As the rhythm of the farm came to be part of me, I couldn’t help but feel things moving inside, changing. The times of connection with community. The times I wanted to go home, to run away. The striving for something greater than the sign of Jonah. The surrender to whatever grace had led me. More than once, I thought of telling Gary about my journey, forgetting that he wasn’t at home waiting. More than once, I believed I recognized his laugh as I bent over the garden bed, walked around the trail, revisited the cemetery. 

It has been nearly four years since I left the farm, and still, I carry the lessons of simplicity. I’ve come to notice a singular focus on appreciating what every moment is offering. A way of simplifying my life to its deeper meaning. A way to die and come back to life. To borrow from Henri Nouwen, it is the experience of entering “into the desert of loneliness” so that it may be transformed “into a garden of solitude.” 

Now, I visit Gary’s grave, simply marked with a smooth black stone and his engraved name. It is sacred ground, and as I kneel, I listen for his laugh and for the whisper of God as the wind runs through the trees.

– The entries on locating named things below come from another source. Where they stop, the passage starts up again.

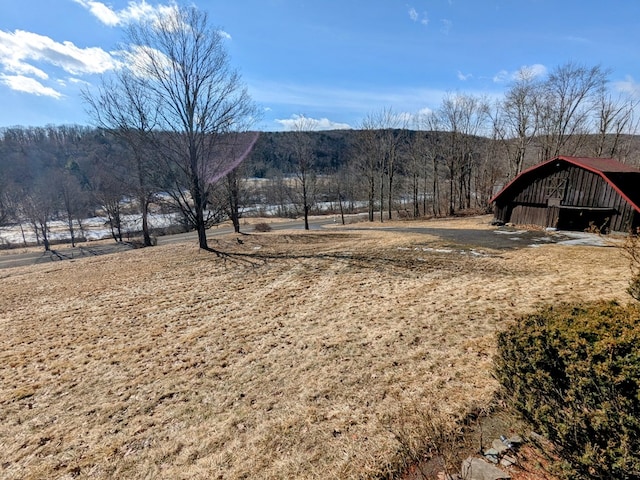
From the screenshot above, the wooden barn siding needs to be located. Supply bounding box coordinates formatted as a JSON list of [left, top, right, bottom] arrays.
[[496, 166, 640, 231]]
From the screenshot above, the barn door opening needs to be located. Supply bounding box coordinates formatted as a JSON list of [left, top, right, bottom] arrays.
[[546, 198, 560, 228], [558, 208, 613, 233]]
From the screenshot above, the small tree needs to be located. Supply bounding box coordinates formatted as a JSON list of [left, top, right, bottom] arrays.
[[88, 4, 256, 250]]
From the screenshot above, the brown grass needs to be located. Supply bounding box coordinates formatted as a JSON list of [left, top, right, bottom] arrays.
[[0, 219, 629, 479]]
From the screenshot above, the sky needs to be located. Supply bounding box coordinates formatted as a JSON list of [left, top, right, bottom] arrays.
[[0, 0, 640, 131]]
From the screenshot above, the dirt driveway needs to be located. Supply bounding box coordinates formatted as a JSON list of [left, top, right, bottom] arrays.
[[340, 215, 619, 251]]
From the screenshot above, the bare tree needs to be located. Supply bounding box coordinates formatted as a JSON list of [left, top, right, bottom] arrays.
[[436, 94, 487, 215], [359, 108, 409, 222], [538, 62, 607, 160], [289, 115, 317, 230], [83, 68, 159, 246], [593, 92, 638, 158], [88, 5, 255, 250], [492, 68, 540, 178]]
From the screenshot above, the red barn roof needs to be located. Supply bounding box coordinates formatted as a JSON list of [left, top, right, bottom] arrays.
[[490, 156, 640, 212]]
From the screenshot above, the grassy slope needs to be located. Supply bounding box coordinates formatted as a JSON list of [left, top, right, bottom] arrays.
[[0, 220, 628, 479]]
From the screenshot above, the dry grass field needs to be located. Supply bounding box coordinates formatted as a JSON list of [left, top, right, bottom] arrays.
[[0, 217, 629, 480]]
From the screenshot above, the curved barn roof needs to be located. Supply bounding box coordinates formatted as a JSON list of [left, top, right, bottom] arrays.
[[490, 156, 640, 212]]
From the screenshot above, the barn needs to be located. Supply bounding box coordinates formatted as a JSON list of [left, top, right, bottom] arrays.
[[491, 156, 640, 232]]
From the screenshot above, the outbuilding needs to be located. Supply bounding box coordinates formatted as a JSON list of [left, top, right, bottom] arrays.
[[491, 156, 640, 232]]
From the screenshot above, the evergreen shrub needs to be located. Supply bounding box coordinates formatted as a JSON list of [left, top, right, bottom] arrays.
[[495, 302, 640, 480]]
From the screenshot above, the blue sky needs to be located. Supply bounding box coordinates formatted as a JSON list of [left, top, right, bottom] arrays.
[[0, 0, 640, 131]]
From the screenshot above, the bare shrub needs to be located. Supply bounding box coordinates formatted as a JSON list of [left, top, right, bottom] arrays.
[[253, 222, 272, 233], [622, 227, 640, 301]]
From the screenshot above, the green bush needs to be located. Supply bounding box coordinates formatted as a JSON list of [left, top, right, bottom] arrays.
[[495, 302, 640, 480]]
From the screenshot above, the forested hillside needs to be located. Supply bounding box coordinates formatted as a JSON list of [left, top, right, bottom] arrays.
[[0, 120, 640, 247]]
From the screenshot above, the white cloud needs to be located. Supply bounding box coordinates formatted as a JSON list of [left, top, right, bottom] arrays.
[[409, 7, 429, 25], [275, 115, 352, 131], [0, 30, 117, 98], [613, 76, 640, 98], [74, 0, 176, 27], [0, 74, 62, 98], [493, 63, 547, 83], [0, 30, 115, 79], [514, 63, 547, 79]]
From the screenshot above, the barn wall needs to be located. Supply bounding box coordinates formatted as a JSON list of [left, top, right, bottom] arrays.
[[495, 162, 639, 231]]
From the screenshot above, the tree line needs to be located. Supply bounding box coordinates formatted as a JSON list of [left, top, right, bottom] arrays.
[[0, 6, 639, 250]]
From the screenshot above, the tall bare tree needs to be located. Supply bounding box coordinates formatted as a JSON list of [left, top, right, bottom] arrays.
[[83, 68, 159, 246], [492, 68, 540, 178], [593, 92, 638, 160], [538, 62, 608, 160], [86, 4, 256, 250], [289, 115, 317, 230]]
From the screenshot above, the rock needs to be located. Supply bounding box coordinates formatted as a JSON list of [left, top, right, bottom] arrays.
[[462, 457, 511, 480], [491, 439, 509, 455], [507, 435, 524, 445]]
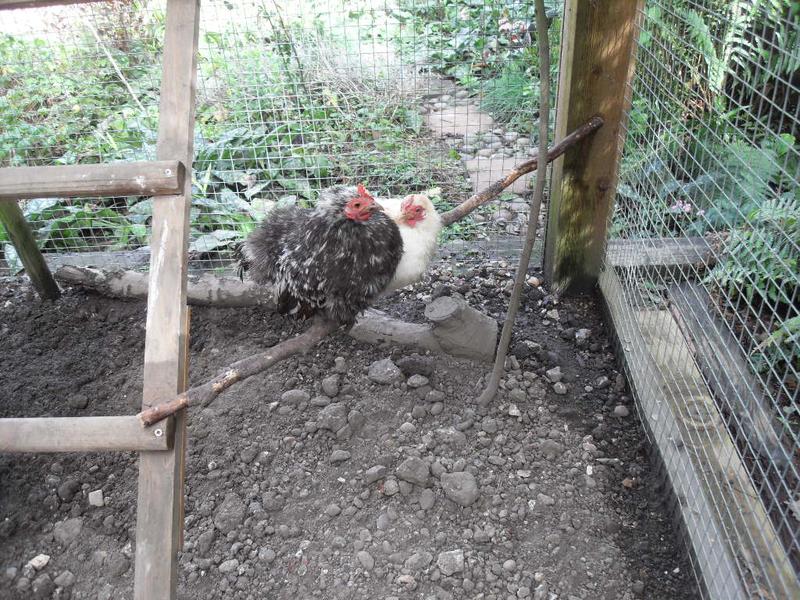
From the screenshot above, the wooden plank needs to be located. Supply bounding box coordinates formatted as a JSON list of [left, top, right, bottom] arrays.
[[134, 0, 200, 600], [605, 237, 714, 268], [0, 202, 61, 300], [669, 283, 792, 468], [600, 269, 800, 600], [544, 0, 643, 293], [0, 160, 185, 200], [0, 0, 106, 10], [0, 416, 173, 452], [599, 269, 749, 600]]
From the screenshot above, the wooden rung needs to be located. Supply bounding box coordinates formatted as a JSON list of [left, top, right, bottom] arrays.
[[0, 0, 102, 10], [0, 161, 185, 200], [0, 415, 174, 452]]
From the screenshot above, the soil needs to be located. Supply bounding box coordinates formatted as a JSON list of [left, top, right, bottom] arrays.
[[0, 261, 697, 600]]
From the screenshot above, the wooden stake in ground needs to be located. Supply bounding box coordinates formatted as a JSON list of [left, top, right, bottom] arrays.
[[0, 200, 61, 300], [478, 0, 550, 406]]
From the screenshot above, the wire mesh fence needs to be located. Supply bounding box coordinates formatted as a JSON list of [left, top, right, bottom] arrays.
[[0, 0, 559, 270], [602, 0, 800, 599]]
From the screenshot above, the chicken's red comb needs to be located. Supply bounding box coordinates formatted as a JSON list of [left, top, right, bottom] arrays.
[[356, 183, 375, 200]]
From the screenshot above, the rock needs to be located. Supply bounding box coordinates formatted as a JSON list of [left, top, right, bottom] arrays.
[[28, 554, 50, 571], [330, 450, 350, 465], [397, 354, 434, 377], [614, 404, 631, 419], [57, 479, 81, 502], [545, 367, 564, 383], [406, 375, 428, 389], [258, 547, 276, 563], [419, 488, 436, 510], [214, 492, 247, 534], [403, 550, 433, 571], [89, 490, 105, 506], [322, 375, 339, 398], [539, 439, 564, 460], [219, 558, 239, 573], [281, 389, 311, 405], [436, 549, 464, 577], [395, 456, 430, 487], [441, 471, 479, 506], [53, 571, 75, 589], [364, 465, 386, 483], [195, 527, 216, 556], [31, 573, 56, 598], [367, 358, 403, 385], [53, 517, 83, 546], [356, 550, 375, 571], [317, 402, 347, 433]]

2 thoughts on “Simplicity in a potter’s field

  1. Eric Fitts says:

    Ann, thank you for sharing a beautiful reflection. In this time of fewer people coming through our doors, stories like yours lift us up and keep us focused on the heart of our mission.

  2. Shannon O'Toole says:

    Ann,
    I was one of the young Caretakers at the Farm when you came through as a Summer Servant, and I remember you fondly. Thank you so much for this beautiful reflection!! It nearly brought me to tears.